The red dirt road trembled beneath the motorcycle's wheels. The night wind lashed my face, carrying the smell of dust, damp weeds, and the lingering echo of a day that had seemed peaceful. Father sat in front, back straight, hands steady on the handlebars. He had been quiet since the picnic, as if letting his thoughts drift with the even hum of the engine. Everything was ordinary—until the moment a coach bus appeared behind us like a ghost reflected in the rearview mirror.

No horn. No flashing lights. Just a large black mass growing closer and closer. For an instant I thought my eyes were deceiving me, but the reflection on its windshield flared—cold and slick, like a fish's eye.

Father swerved onto the highway. At that very moment, the coach overtook us recklessly. It swept past so close the gust struck me like a slap. The motorcycle's wheels skidded on gravel; brakes shrieked, the frame shuddered violently. Father tightened his grip, didn't curse—only clenched his jaw, eyes sharp as knives as he watched the bus speed away.

It passed as if nothing had happened, continuing on without slowing.

That bus was outrageous—driving like that, brazenly cutting across the road.

If it had ended there, it would have been nothing more than a surge of anger.

But it didn't. We were headed the same way. And soon I realized the coach wasn't moving aimlessly; it was tailing the bus ahead of it.
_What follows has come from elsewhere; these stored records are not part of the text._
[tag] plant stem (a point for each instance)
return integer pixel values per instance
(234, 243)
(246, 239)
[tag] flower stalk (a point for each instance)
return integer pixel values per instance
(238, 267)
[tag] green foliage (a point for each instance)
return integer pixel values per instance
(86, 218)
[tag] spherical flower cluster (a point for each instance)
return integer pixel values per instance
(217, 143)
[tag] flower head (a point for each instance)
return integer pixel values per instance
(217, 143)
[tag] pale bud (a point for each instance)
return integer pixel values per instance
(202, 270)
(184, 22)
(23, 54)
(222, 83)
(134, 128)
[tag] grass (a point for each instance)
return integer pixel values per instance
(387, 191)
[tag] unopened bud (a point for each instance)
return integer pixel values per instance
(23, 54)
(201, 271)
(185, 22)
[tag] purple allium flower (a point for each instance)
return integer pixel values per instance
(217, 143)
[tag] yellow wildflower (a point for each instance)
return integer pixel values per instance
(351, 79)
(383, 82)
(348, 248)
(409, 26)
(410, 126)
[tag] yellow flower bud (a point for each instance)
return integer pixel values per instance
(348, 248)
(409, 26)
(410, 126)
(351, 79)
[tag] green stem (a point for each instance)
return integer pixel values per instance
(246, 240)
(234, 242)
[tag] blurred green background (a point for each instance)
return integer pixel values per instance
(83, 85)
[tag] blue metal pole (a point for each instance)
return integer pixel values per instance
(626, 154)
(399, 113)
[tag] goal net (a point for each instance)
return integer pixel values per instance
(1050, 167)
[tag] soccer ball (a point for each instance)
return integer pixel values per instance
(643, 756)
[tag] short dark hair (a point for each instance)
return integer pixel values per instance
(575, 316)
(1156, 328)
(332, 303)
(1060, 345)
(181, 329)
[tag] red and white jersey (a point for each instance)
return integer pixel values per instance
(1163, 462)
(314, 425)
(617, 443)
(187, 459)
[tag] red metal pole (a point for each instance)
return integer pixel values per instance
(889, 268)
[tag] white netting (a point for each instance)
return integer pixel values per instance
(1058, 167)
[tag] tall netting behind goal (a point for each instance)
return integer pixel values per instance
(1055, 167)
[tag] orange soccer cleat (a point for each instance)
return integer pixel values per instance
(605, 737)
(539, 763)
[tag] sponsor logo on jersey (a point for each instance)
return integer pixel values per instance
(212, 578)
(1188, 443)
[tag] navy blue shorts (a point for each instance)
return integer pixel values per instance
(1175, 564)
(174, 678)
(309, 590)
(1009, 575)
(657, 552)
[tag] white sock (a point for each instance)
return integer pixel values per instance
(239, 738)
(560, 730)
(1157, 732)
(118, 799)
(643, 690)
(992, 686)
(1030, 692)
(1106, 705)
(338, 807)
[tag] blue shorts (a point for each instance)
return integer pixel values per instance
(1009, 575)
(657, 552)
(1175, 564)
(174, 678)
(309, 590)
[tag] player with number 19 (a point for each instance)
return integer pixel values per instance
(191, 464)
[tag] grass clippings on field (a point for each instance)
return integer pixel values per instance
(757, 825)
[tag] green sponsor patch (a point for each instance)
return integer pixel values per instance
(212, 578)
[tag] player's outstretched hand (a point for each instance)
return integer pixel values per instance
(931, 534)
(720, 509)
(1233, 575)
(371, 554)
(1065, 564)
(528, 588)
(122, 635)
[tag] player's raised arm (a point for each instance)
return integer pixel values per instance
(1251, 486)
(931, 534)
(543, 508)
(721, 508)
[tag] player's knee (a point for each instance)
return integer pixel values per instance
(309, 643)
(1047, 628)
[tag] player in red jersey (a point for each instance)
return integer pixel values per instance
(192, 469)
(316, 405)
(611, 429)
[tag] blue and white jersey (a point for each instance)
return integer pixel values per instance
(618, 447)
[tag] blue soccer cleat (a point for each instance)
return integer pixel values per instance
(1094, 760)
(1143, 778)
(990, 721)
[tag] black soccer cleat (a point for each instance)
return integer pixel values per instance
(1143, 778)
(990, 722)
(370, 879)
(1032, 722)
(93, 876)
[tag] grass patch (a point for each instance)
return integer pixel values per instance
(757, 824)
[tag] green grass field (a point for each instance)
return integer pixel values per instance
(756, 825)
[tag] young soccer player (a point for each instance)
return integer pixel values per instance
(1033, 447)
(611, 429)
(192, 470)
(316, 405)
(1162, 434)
Father said nothing, but in the mirror I saw his eyes change—his gaze grew stern. When the bus stopped, the coach stopped too, sticking close like a shadow, enough to raise my suspicions.

Father's voice came from the front.

"You noticed it too, didn't you?"

I nodded. Unease crept up my neck.

So we decided to follow.

After a while, a rest stop appeared under pale yellow lights. A small convenience store came into view, its sign flickering. We parked nearby to observe without drawing attention. The bus passengers disembarked; last came the elderly driver—gaunt, slumped shoulders, weary eyes—clearly in his fifties or older. Behind him, the coach came to a full stop. A young man stepped out, looking like a drug-addicted thug, about twenty-five or so, thin, hunched, walking heavily as if burdened with a secret. The two of them turned into a dark, hidden corner beside the store—a place no ordinary person would wander into, and notably without any cameras.

"Stay here. Don't go anywhere," Father said softly.

Then he entered the convenience store, his figure receding until it vanished into the crowd. I guessed he was gathering clues from the passengers.

I stood by the bike, shivering in the cold wind, waiting. Minutes later, the young man emerged from the alley. He pulled his hood low, but through the fabric I could still see his smile. He walked fast, one hand hidden in his pocket as if concealing something. Shortly after, the old driver came out too, moving slowly and wearily toward the store.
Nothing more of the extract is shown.